DDL Sicurezza, i movimenti cosentini fanno rete e dicono no

Associazioni, sindacati, partiti e movimenti hanno creato un coordinamento per denunciare i risvolti illiberali della legge di Governo
di Redazione

I movimenti cosentini si uniscono per opporsi al DDL Sicurezza, una legge che suscitato preoccupazioni e resistenze tra le diverse realtà locali. Questa iniziativa nasce dalla volontà di tutelare i diritti dei cittadini e garantire una convivenza pacifica e rispettosa delle libertà individuali. I gruppi coinvolti evidenziano come il disegno di legge possa limitare le libertà civili e aumentare la repressione nei confronti delle persone più vulnerabili, come migranti e richiedenti asilo.

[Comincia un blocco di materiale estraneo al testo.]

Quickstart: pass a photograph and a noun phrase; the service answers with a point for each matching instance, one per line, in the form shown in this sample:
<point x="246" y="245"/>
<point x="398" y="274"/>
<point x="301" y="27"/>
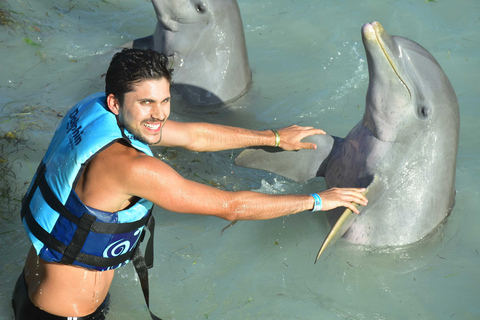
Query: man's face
<point x="145" y="110"/>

Attraverso manifestazioni, dibattiti e campagne di sensibilizzazione, i movimenti cosentini intendono far sentire la loro voce e mobilitare l’opinione pubblica, sottolineando l’importanza di una sicurezza che non passi attraverso misure punitive, ma attraverso l’inclusione e la solidarietà.

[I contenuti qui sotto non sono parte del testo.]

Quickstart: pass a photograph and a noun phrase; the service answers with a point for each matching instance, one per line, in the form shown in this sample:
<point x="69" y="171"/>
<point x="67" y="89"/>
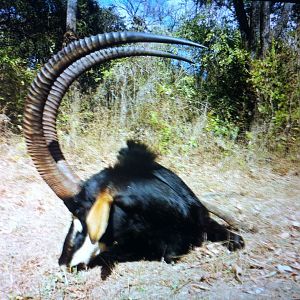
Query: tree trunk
<point x="243" y="22"/>
<point x="282" y="22"/>
<point x="255" y="27"/>
<point x="70" y="34"/>
<point x="265" y="28"/>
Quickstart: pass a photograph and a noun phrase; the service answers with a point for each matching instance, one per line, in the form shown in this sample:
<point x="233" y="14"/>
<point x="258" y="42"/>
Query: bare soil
<point x="34" y="222"/>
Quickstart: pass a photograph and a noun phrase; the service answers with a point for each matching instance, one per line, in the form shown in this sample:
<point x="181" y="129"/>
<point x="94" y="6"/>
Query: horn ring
<point x="54" y="172"/>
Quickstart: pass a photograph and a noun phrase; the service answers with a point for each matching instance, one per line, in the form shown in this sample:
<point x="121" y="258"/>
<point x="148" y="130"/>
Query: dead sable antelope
<point x="137" y="208"/>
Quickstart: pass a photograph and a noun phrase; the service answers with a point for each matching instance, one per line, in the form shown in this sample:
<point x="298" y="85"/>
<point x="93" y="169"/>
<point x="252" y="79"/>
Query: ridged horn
<point x="56" y="172"/>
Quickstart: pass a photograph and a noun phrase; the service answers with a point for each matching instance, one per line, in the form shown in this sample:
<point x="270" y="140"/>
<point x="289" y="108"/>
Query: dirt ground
<point x="33" y="224"/>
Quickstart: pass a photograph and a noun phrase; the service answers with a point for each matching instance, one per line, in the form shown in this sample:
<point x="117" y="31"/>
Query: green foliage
<point x="277" y="83"/>
<point x="224" y="75"/>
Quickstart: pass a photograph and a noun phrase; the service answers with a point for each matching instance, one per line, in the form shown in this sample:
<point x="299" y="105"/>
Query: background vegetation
<point x="244" y="90"/>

Ddl sicurezza, la nota dei movimenti cosentini

«A livello nazionale è stata costituita la RETE LIBERI/E DI LOTTARE – FERMIAMO INSIEME IL DDL 1660, un coordinamento permanente che riunisce movimenti, collettivi, organismi, organizzazioni sindacali e politiche, oltre a singoli attivisti, uniti dall’obiettivo comune di fermare il DDL 1660 e il disegno militarista e guerrafondaio che esso rappresenta. La Rete promuove la creazione di nodi locali per favorire iniziative diffuse di lotta e sensibilizzazione».

«Anche Cosenza ha risposto all’appello nazionale, costituendo una sua rete territoriale, pronta a contribuire attivamente alla mobilitazione unitaria. Questo nodo locale si impegna a promuovere azioni concrete e campagne di sensibilizzazione per coinvolgere la cittadinanza e opporsi alle derive militariste del disegno di legge».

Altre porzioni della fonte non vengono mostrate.